The NYT does a good job of crystallizing the main issue in the UPS strike--employee pensions. The company wants to pull out of the multi-employer Teamster plan it's in now in favor of a UPS-only one. The company's proposal, explains the Times, puts Teamster boss Ronald Carey in a tight spot, pitting his UPS members, many of whom are attracted to the apparently more lavish company proposal, against Teamsters working elsewhere, who fear that a UPS pull-out could jeopardize their pensions. No wonder, says the paper, that the union tends to downplay the pension debate, saying instead that it's the company's heavy use of part-time workers that is really the core issue. The article suggests that ultimately, the union will give on pensions and the company will give on part-timers.
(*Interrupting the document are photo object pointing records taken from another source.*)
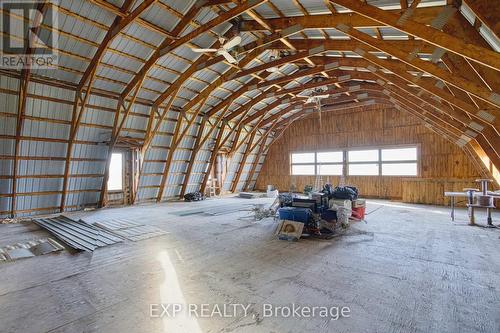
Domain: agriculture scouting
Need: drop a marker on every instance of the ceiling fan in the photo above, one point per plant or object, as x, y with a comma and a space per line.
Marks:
276, 55
225, 48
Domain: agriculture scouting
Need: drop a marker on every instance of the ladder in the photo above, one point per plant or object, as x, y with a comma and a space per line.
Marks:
318, 183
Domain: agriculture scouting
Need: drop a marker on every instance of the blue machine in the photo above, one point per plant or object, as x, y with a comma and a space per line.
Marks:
297, 214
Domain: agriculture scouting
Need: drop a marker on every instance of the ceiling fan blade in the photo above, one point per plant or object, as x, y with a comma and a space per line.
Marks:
228, 57
232, 43
203, 50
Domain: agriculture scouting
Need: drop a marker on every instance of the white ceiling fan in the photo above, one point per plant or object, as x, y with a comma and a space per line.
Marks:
224, 49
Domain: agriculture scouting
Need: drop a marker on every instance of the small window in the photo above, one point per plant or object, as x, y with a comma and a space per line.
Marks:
330, 169
363, 169
303, 169
115, 180
399, 154
330, 157
363, 155
399, 169
303, 158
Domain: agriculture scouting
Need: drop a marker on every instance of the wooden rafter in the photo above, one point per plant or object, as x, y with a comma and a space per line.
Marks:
21, 100
242, 162
433, 36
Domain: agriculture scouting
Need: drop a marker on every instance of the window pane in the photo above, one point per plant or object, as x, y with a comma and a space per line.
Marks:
363, 155
115, 179
330, 169
363, 169
330, 156
303, 158
302, 169
399, 154
399, 169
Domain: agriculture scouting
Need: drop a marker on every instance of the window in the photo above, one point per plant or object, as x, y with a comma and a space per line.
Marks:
399, 162
364, 169
369, 162
330, 163
115, 180
303, 164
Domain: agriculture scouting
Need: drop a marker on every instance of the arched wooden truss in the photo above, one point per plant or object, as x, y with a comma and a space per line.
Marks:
431, 61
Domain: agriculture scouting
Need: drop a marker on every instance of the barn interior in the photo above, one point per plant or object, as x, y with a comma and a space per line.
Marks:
250, 166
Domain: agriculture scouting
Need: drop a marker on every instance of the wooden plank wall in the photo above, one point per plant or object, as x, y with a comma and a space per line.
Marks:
443, 166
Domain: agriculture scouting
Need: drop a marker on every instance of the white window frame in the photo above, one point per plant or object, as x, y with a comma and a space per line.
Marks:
345, 160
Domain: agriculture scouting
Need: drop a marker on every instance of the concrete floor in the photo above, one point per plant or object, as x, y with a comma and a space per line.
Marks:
410, 269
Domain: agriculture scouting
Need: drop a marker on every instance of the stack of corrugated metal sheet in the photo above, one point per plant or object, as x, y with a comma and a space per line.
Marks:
78, 234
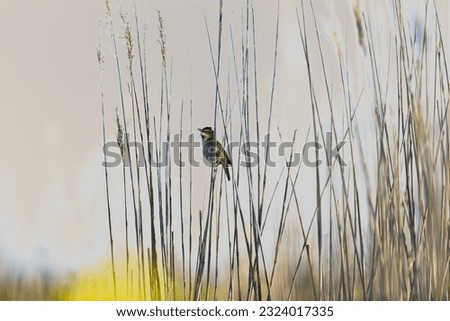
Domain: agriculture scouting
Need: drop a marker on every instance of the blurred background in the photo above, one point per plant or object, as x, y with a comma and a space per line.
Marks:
53, 210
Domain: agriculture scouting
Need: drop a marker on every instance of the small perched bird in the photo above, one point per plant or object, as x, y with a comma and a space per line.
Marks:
213, 150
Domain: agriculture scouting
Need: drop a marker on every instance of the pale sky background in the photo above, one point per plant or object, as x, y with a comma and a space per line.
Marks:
52, 199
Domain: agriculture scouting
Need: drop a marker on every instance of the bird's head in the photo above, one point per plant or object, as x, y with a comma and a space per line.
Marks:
206, 133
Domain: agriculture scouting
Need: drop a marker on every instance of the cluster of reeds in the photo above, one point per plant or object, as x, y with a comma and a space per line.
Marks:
380, 226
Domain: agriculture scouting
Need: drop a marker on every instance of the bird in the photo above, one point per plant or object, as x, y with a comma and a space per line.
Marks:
213, 150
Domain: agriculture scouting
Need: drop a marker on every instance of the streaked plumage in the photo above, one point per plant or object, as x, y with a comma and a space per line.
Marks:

One thing quite unusual about the UPS stoppage, observes the Wall Street Journal, quoting an ABC News poll and one by Fox News, is that for the first time in years, the general public seems to be siding with strikers. The main reason for the sympathy vote, says the WSJ, is that "just about everyone knows a UPS delivery man.." (Send those letters of gender complaint to the WSJ--not here, where a very fit woman in brown shorts visits regularly.)
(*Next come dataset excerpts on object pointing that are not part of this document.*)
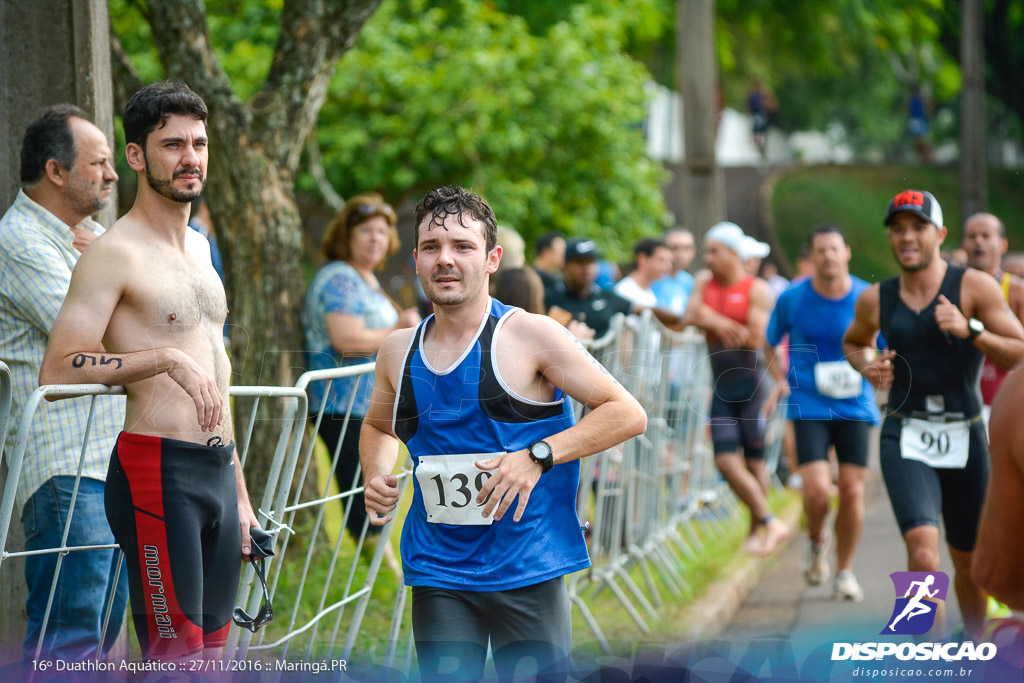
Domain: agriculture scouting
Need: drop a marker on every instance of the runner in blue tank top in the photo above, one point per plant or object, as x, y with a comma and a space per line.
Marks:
938, 321
479, 394
829, 403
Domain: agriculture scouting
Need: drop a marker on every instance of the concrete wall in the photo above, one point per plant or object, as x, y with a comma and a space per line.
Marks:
51, 51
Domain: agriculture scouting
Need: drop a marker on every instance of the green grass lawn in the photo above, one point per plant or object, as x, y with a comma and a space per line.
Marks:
855, 198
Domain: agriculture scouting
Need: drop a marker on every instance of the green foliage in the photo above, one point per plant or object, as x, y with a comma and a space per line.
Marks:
547, 127
543, 120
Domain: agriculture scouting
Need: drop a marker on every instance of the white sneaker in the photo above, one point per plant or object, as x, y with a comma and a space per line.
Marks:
847, 588
817, 560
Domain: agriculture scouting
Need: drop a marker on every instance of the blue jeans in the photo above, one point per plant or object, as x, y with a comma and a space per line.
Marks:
83, 589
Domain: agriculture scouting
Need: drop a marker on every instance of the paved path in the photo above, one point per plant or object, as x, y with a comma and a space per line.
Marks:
782, 603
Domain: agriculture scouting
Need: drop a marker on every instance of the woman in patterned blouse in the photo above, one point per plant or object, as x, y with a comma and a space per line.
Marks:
346, 317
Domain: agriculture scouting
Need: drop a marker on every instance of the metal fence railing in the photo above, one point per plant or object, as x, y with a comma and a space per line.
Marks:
646, 501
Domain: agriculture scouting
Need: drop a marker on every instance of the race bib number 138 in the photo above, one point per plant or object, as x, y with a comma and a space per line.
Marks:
450, 485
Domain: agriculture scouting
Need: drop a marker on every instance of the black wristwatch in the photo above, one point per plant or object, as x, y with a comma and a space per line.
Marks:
975, 328
542, 454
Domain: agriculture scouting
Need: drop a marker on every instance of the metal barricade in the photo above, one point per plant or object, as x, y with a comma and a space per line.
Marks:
5, 394
15, 460
647, 499
322, 567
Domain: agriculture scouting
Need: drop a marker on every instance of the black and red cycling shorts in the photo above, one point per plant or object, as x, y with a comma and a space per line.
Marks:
172, 506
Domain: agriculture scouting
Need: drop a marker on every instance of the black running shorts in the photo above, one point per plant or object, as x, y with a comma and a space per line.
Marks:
173, 508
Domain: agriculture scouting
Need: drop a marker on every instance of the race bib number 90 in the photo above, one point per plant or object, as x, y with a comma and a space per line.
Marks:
939, 444
838, 379
450, 485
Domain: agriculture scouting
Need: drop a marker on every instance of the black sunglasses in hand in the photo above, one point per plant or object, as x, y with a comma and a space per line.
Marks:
262, 547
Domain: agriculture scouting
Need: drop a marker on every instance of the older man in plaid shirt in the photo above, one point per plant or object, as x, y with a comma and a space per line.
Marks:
67, 176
According to the Post, those forthcoming presidential guidelines about religious expression at government jobs will be rather specific, stating for instance, that federal workers "are allowed to wear religious medallions over their clothes, conduct lunchtime prayer sessions in unused conference rooms, distribute proselytizing brochures to colleagues and keep the Bible or Koran on their desks." Boy, those lines at the Post Office will really be a party now.

Inside the Post today:

  • Federal prisoners can once again purchase Playboy and Penthouse. A federal judge ruled that a ban on the publications violated the First Amendment rights of both inmates and publishers. The judge also stated that there is no reason to believe that these two magazines "are any more or less rehabilitative" than the Sports Illustrated swimsuit issue or the Victoria's Secret catalogue.

  • The company that became high-fashion menswear purveyor Hugo Boss manufactured Nazi and SS uniforms during World War II, probably using slave labor. A Boss spokeswoman is quoted as saying, "...We're currently trying to find what was going on."